Garold Heslinga of Oskaloosa, Iowa, was the attorney for the appellee (Katko) and Bruce Palmer and H.S. Life, also of Oskaloosa, represented the appellants (Brineys).

The Court ruled that using deadly force on intruders in an unoccupied property was not reasonable or justified and therefore not a defense to the tort of battery. Briney would have been justified in defending himself with the shotgun if he had been home during the intrusion. The plaintiff's status as a trespasser is irrelevant when assessing liability in this case.

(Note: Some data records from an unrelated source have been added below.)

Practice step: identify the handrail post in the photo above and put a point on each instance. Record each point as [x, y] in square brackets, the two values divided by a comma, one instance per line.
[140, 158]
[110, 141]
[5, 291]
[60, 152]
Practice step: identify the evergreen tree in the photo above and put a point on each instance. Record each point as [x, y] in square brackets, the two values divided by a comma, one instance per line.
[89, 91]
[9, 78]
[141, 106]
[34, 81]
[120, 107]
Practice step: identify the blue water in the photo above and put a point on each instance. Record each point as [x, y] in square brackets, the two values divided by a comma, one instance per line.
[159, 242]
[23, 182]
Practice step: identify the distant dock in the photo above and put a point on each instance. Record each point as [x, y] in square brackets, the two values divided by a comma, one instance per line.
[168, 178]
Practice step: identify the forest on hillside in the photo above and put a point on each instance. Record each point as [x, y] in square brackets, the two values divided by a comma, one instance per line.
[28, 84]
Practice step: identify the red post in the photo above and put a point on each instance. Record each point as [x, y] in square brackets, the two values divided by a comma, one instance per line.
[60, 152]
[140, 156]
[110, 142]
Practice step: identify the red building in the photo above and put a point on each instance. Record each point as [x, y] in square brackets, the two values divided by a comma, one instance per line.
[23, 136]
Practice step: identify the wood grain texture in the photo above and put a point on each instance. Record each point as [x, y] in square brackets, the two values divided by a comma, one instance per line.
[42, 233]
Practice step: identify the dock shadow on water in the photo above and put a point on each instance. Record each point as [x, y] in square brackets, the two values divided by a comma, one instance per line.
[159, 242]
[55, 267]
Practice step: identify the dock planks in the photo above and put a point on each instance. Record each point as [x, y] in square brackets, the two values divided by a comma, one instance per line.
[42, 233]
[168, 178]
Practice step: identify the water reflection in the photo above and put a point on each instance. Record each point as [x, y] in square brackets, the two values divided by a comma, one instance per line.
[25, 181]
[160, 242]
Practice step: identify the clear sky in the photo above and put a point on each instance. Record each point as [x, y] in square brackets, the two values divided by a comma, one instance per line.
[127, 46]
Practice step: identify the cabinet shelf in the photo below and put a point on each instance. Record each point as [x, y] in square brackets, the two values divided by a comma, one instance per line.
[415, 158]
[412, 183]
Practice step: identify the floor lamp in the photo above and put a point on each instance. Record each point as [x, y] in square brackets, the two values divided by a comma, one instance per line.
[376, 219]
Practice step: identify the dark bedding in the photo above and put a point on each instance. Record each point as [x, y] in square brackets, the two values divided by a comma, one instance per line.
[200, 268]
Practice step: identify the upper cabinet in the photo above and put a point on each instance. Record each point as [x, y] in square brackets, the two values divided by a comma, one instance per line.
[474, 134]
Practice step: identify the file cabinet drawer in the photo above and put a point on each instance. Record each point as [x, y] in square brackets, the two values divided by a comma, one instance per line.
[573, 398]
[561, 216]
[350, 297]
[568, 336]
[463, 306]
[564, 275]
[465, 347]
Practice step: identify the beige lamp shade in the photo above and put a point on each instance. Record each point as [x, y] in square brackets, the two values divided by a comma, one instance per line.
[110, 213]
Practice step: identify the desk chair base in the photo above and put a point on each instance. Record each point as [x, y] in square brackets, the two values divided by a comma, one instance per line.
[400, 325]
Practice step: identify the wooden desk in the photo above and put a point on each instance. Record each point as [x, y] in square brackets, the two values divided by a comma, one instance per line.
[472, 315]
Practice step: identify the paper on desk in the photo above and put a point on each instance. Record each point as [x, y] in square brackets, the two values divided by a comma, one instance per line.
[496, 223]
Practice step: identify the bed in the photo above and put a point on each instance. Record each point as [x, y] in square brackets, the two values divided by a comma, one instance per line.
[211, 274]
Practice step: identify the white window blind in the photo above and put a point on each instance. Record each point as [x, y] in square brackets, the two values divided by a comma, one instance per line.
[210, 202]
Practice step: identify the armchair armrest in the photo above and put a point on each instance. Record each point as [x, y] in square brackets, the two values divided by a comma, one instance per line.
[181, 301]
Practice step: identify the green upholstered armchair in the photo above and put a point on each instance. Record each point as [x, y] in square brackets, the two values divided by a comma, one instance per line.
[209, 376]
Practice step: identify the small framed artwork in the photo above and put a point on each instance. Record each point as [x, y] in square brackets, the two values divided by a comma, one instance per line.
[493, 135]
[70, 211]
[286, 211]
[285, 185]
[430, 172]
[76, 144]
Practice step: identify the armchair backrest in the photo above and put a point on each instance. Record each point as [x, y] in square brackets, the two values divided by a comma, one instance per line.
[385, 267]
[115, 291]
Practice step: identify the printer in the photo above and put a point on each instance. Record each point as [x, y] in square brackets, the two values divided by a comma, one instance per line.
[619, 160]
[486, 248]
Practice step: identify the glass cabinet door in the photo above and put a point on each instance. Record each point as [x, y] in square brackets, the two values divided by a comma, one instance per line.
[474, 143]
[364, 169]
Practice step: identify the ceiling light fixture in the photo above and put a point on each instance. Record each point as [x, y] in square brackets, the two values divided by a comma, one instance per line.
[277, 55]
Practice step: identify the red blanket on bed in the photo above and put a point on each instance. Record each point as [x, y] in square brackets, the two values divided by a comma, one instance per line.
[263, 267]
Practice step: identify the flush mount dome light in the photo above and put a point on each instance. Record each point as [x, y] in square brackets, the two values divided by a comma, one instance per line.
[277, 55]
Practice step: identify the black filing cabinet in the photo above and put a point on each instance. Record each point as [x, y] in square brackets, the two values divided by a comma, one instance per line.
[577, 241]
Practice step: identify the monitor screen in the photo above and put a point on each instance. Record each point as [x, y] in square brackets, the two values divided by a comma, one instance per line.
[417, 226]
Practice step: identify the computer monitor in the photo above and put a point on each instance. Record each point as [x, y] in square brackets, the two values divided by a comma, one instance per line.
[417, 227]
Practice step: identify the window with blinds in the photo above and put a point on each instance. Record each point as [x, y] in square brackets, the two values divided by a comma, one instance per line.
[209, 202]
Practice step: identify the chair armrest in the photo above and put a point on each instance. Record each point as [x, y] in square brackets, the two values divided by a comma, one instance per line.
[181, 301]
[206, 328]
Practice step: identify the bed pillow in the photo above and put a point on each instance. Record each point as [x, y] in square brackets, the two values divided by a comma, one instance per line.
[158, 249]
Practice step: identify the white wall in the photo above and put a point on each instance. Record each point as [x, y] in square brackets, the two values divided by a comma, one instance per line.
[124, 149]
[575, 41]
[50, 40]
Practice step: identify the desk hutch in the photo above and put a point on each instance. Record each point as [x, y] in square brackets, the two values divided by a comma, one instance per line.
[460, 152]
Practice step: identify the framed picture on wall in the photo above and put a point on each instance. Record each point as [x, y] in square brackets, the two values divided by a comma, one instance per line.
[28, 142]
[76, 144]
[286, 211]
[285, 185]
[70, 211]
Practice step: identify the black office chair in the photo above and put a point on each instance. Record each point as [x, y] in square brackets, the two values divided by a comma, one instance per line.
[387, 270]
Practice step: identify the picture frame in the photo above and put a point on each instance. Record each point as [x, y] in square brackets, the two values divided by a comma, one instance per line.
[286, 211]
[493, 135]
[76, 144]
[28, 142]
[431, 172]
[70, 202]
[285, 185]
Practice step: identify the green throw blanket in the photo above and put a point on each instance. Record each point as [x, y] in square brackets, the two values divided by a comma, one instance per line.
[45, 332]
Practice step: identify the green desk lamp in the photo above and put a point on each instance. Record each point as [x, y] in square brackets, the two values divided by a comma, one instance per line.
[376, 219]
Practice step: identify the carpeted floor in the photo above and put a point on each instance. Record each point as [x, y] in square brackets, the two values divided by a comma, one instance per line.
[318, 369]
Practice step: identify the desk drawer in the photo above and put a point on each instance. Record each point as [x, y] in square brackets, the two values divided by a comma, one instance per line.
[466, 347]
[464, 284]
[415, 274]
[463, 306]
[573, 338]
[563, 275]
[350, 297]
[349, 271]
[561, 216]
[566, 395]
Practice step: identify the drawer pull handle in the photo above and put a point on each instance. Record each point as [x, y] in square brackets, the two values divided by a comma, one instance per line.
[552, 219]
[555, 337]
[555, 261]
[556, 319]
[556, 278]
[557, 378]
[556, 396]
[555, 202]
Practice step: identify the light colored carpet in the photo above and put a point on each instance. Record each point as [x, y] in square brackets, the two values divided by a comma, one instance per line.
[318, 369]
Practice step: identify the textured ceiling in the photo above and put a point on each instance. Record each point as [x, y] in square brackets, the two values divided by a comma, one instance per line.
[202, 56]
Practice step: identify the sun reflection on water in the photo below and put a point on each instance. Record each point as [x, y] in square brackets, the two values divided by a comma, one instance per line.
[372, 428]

The case is notable for the proposition that, although a landowner has no duty to make his property safe for trespassers, he may not set deadly traps against them, holding that "the law has always placed a higher value upon human safety than upon mere rights in property." The court thus ruled for Katko, entering judgment for $20,000 in actual damages and $10,000 in punitive damages.

==Aftermath==
The Brineys sold 80 of their 120 acre to pay the judgment while proceeding with an appeal. Three of the Brineys’ neighbors bought the property at auction, paying $1 more than the minimum bid of $10,000. After the appeal was denied, they made a leaseback arrangement with the Brineys, but eventually one sold his share to his son for a profit. The Brineys and Katko then joined in a lawsuit against the neighbor to create a constructive trust on the profit, but the case was settled before trial in an amount sufficient to close out the judgment against the Brineys.

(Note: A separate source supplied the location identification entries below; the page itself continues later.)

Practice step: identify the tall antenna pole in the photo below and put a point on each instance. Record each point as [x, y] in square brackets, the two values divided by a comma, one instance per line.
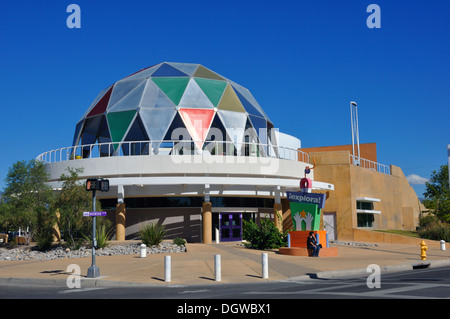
[355, 129]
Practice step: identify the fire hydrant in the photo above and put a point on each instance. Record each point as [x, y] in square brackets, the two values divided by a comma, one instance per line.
[423, 249]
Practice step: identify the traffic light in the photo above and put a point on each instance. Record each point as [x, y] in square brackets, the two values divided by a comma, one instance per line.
[97, 184]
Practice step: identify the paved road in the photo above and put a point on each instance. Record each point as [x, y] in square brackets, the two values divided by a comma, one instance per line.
[420, 283]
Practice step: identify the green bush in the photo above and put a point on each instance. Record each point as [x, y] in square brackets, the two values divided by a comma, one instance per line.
[264, 236]
[43, 239]
[152, 234]
[179, 241]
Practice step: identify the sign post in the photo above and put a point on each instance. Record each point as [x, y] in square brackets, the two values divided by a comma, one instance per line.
[93, 185]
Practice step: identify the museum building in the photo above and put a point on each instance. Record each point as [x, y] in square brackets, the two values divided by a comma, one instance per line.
[188, 148]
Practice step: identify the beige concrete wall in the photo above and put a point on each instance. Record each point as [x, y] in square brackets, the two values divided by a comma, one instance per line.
[399, 204]
[360, 235]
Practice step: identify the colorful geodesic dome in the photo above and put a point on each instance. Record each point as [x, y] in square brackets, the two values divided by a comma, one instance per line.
[151, 104]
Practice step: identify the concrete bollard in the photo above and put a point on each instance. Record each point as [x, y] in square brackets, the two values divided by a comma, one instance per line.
[167, 269]
[217, 268]
[265, 265]
[143, 251]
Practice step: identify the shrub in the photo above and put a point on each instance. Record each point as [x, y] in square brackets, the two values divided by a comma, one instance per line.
[152, 234]
[179, 241]
[264, 236]
[43, 239]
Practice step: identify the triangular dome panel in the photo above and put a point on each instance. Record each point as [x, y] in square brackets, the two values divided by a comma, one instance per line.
[130, 101]
[101, 105]
[123, 88]
[156, 122]
[197, 122]
[212, 88]
[230, 101]
[153, 97]
[167, 70]
[194, 97]
[118, 123]
[173, 87]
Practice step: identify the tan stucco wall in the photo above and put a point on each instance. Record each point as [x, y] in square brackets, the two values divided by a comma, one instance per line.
[399, 204]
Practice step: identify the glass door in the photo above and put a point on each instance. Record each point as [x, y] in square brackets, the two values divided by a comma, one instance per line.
[230, 226]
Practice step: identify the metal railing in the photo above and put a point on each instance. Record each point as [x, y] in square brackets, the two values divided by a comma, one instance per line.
[179, 147]
[371, 165]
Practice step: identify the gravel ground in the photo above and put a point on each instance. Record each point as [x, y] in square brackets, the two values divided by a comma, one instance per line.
[27, 253]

As Katko's injury was misreported by the United Press International wire service as having taken place in the Briney residence, several states introduced what were called "Briney Bills" for self-defense, which was not an issue in the case. The Nebraska Legislature act, stating that "no person ... shall be placed in ... jeopardy ... for protecting, by any means necessary, himself, his family, or his real estate property", was overturned due to improper delegation of sentencing authority in State v. Goodseal (1971).

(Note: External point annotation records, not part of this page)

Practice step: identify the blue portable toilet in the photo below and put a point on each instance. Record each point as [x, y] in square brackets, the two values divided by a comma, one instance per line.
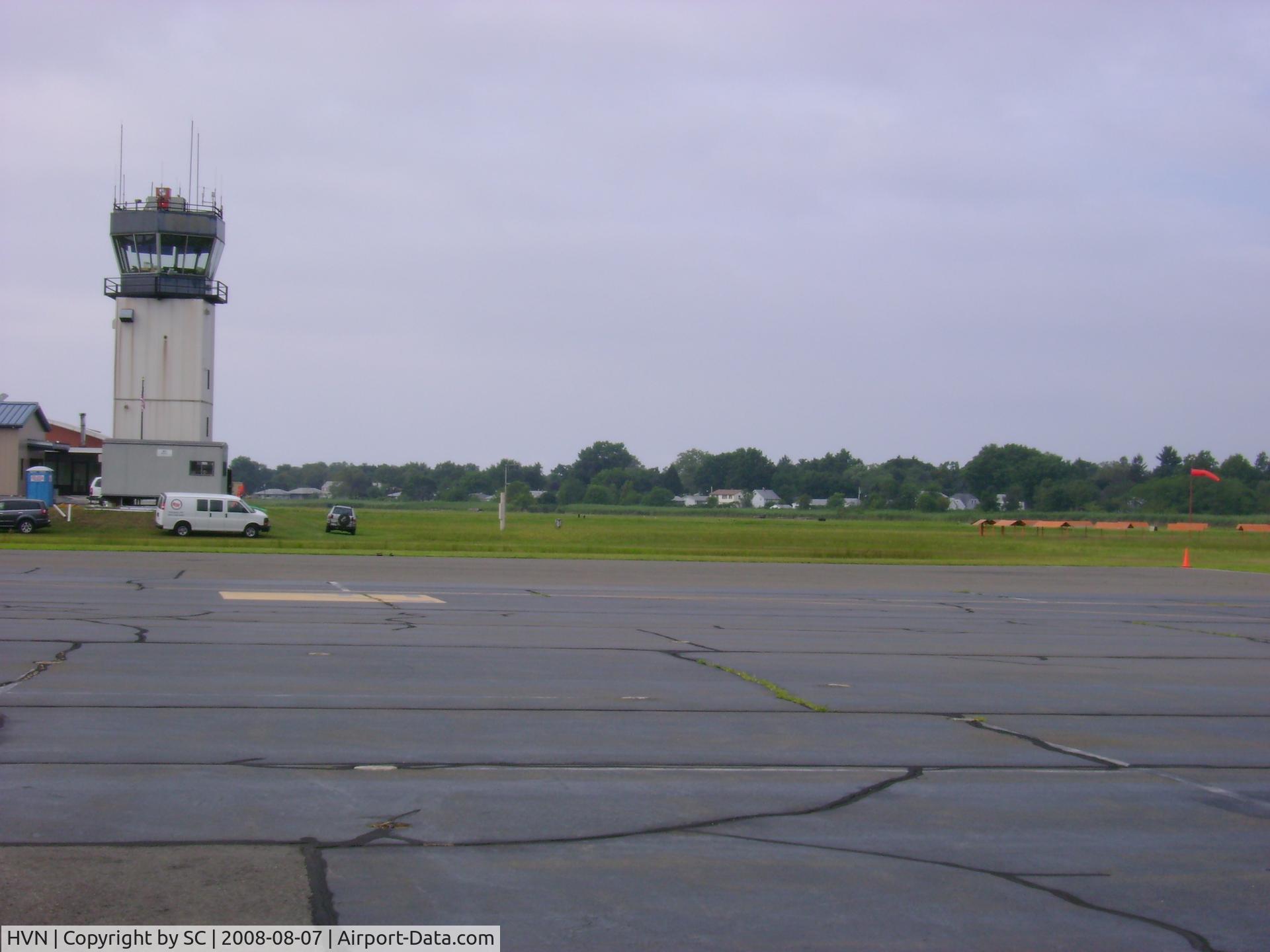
[40, 484]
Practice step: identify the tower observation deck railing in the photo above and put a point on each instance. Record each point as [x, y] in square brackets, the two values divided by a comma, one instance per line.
[168, 286]
[175, 205]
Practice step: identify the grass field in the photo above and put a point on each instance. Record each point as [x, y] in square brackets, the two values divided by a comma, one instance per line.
[429, 532]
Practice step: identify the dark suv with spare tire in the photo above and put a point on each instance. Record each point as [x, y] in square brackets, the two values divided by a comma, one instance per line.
[23, 514]
[342, 518]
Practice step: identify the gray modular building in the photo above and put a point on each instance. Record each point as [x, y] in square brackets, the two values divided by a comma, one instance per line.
[139, 470]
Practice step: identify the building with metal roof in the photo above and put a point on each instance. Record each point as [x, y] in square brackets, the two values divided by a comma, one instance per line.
[23, 444]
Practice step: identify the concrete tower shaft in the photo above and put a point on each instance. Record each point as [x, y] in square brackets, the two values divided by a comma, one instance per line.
[165, 317]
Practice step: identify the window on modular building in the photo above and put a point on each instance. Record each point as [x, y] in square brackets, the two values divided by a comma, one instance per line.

Four years after the case was decided, Edward Briney was asked if he would change anything about the situation. Briney replied, "There's one thing I'd do different, though: I'd have aimed that gun a few feet higher." Marvin Katko's own home was burgled in 1976, with burglars making off with several valuables. Katko later ended his own life on November 15, 1994, using a gun in the front yard of his home.